# Any news on ST-E3-RT availability?



## FunPhotons (May 17, 2012)

I've heard some reports of people getting them, and some scattered outlets have gotten a few, but I'm still waiting for mine. An order in at Amazon and B&H since they were announced and still nuthin.


----------



## Jamesy (May 17, 2012)

I am waiting for the Yongnuo version ;D


----------



## RC (May 17, 2012)

Amazon 3rd party vendors have them off and on. I'll see them for a couple of days then they're sold out. Then in couple of days later, another 3rd party vendor will have them.

I have a pre-order in at Amazon (sold by Amazon) because it is considerable cheaper and its sold by Amazon (I'm not big on most Amazon 3rd party vendors).


----------



## smi (May 17, 2012)

Its in stock in Yodobashi Camera, Akihabara, Tokyo...


----------



## cps_user (May 17, 2012)

yeah we have them over here too (got mine 2 weeks ago from Calumet)


----------



## FunPhotons (May 17, 2012)

The wait has allowed me to reconsider the purchase. The full flash isn't all that much more, and it gives me focus assist lights and an on camera bounce/fill flash. Don't know ...


----------



## NEVINS.HARDING (May 17, 2012)

Funphotons, are you saying that you can use the 600ex on camera like a st e3 rt unit to control other flashes?


----------



## Jamesy (May 17, 2012)

NEVINS.HARDING said:


> Funphotons, are you saying that you can use the 600ex on camera like a st e3 rt unit to control other flashes?


That is correct - you don't need the ST-E3 to control remote 600EX-RT's if you have a 600EX-RT on camera.


----------



## NEVINS.HARDING (May 17, 2012)

Wow, thank you. I must rethink the ste3rt, because for around 300 I can get another flash that communicates. Hmmm...


----------



## Jamesy (May 17, 2012)

NEVINS.HARDING said:


> Wow, thank you. I must rethink the ste3rt, because for around 300 I can get another flash that communicates. Hmmm...

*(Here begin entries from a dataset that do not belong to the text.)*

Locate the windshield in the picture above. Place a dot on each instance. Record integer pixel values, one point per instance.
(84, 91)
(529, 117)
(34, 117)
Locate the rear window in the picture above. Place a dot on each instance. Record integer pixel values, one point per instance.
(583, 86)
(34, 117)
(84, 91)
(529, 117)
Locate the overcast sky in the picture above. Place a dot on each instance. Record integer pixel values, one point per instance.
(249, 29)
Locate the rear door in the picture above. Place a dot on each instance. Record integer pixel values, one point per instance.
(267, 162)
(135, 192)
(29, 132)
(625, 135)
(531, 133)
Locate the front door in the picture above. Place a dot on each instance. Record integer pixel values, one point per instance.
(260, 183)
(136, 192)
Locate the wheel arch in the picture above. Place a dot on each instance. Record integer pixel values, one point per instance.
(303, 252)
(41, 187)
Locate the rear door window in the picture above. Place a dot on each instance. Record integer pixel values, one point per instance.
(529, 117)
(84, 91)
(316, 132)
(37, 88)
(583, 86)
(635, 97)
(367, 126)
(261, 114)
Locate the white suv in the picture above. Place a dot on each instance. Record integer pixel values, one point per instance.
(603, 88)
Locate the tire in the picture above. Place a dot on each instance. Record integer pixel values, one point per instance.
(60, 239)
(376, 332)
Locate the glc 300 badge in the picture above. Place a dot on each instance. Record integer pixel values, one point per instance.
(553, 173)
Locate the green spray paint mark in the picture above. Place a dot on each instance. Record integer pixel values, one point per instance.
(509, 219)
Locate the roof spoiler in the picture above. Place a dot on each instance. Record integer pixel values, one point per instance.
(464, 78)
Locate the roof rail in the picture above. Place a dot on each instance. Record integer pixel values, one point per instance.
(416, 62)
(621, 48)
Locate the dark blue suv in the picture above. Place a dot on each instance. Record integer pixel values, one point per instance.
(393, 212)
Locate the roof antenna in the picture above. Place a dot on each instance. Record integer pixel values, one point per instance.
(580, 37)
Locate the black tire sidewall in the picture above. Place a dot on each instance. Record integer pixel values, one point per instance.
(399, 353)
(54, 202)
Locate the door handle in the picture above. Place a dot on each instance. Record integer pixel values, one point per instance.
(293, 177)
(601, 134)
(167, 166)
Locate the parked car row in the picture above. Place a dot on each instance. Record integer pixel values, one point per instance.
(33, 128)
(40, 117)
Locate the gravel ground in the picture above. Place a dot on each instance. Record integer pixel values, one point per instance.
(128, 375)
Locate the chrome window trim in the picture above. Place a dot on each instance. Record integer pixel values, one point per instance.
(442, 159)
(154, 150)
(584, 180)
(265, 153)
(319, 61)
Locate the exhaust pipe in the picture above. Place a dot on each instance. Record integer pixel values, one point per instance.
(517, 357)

And you get focus assist AND you get a potential on axis fill light. On the downside, it makes your camera side much heavier to lug around.


----------



## NEVINS.HARDING (May 17, 2012)

Yes. I am reading the manual on the 600ex and I see that the master can be set not to flash while the slave flashes. However, having the master set to flash makes for a nifty bounce fill if needed. Thank you


----------



## Jamesy (May 17, 2012)

NEVINS.HARDING said:


> Yes. I am reading the manual on the 600ex and I see that the master can be set not to flash while the slave flashes. However, having the master set to flash makes for a nifty bounce fill if needed. Thank you


I am sure the manuals for the legacy sysytem states the same thing but the old system uses light to communicate between master and slave and I think under most circumstances the master contributes to the exposure.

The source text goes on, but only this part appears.